Refactored solution **Plan:** keep the fast test, but turn the mock's assumptions into a **consumer-driven contract** (Pact-style) that the *provider* verifies against their real service in *their* pipeline. Now the mock can't silently drift. 
# Consumer side: define the interaction as a contract, run the test against
# Pact's local mock server (which RECORDS the contract), then publish it.
def test_reserve_stock_contract(pact):
    (pact
        .given("sku s1 has stock")
        .upon_receiving("a reserve request for 2 units of s1")
        .with_request("POST", "/reservations", body={"sku": "s1", "qty": 2})
        .will_respond_with(200, body={"status": "reserved", "ref": Like("R1")}))

    with pact:
        client = InventoryClient(pact.uri)          # points at the mock server
        result = FulfillmentService(client).fulfill(order_id="o1", sku="s1", qty=2)
        assert result.reservation_ref == "R1"
    # On success, Pact writes the contract (the request/response shape) to the broker.

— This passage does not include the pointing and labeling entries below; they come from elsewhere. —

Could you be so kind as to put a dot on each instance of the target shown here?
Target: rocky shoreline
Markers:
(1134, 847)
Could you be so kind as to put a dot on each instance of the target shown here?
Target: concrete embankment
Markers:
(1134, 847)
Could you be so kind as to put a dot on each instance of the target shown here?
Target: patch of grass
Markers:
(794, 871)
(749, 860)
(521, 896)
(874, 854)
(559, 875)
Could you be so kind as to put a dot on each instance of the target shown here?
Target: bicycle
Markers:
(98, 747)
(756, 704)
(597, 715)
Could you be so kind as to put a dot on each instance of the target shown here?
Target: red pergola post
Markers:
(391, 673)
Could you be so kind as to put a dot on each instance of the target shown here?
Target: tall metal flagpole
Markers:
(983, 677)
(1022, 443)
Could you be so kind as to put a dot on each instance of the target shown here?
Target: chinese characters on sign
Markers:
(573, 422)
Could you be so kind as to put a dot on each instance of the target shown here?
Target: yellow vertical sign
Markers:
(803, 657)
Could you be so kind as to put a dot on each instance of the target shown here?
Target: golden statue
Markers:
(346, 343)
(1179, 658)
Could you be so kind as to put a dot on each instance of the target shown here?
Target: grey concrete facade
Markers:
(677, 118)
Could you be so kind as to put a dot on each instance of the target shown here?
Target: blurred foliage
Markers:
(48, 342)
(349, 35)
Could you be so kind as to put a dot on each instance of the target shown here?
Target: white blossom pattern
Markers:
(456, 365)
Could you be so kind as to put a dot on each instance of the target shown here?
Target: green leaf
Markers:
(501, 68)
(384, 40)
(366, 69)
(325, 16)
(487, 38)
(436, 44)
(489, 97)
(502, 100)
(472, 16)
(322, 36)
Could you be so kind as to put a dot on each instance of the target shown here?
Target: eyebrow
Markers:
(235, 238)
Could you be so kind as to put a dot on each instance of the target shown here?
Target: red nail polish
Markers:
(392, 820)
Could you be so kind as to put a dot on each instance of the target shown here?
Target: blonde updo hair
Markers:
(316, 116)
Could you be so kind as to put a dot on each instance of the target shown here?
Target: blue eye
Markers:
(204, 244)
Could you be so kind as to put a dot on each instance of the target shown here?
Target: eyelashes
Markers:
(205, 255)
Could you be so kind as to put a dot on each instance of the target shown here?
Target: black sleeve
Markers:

Provider side (Inventory team's CI, separate repo):
  - Pull every consumer contract from the broker.
  - Replay each recorded request against the REAL Inventory service.
  - Assert the real responses satisfy the consumers' expectations.
  - If they rename `ref` -> `reservation_id`, the provider build FAILS here,
    telling them — before deploy — that they'd break Fulfillment.
**Proof it's stronger.** With the bare mock, an Inventory API change ships and *your* production breaks with a green suite. With the contract, the change makes the *provider's* build red against the recorded expectation — the drift is caught at its source, continuously, before deploy. The mock's assumption is no longer a frozen guess; it's a verified promise. **Trade-off note.** A consumer-driven contract costs real setup (a broker, provider-side verification, coordination between teams) and is only worth it at *cross-team service boundaries* — exactly where a lone mock's false-confidence risk is highest. For an in-process adapter you own, the cheaper in-process contract test from [`senior.md`](senior.md) (fake vs real, same abstract suite) is the right tool. The judgment: **the higher the cost of the mock being wrong, the more fidelity you buy behind it** — CDC for external services, integration tests for owned adapters, nothing extra for value objects and pure logic.

Summary — the refactoring playbook

Across all five, the transformation followed the same shape:

  1. Classify the collaborator (value object / pure logic / stateful port / owned boundary / third-party / side-effect-only port). The kind dictates the double.
  2. Downgrade to the least powerful double that lets you assert behavior: real > fake > stub > mock. Most mocks become fakes or disappear.
  3. Pull the assertion onto observable behavior — return value, fake state, persisted row — and where the effect leaves the system, verify the interaction with its arguments, never bare any().
  4. Back each remaining boundary double with higher fidelity proportional to the cost of it being wrong: nothing for values/logic, an in-process contract for owned adapters, an integration test for the real seam, a consumer-driven contract for external services.
  5. Prove the new test is stronger by injecting a real production bug and watching the new test red where the old one stayed green. If breaking the logic doesn't break a test, the test was never testing the logic.

The trade-off you weigh every time is isolation vs fidelity — the classicist/mockist axis. The professional answer is never global ("always mock" / "never mock") but per-collaborator: assert state where there's state, verify interactions only where the interaction is the whole point, and never let a boundary double stand without something honest behind it.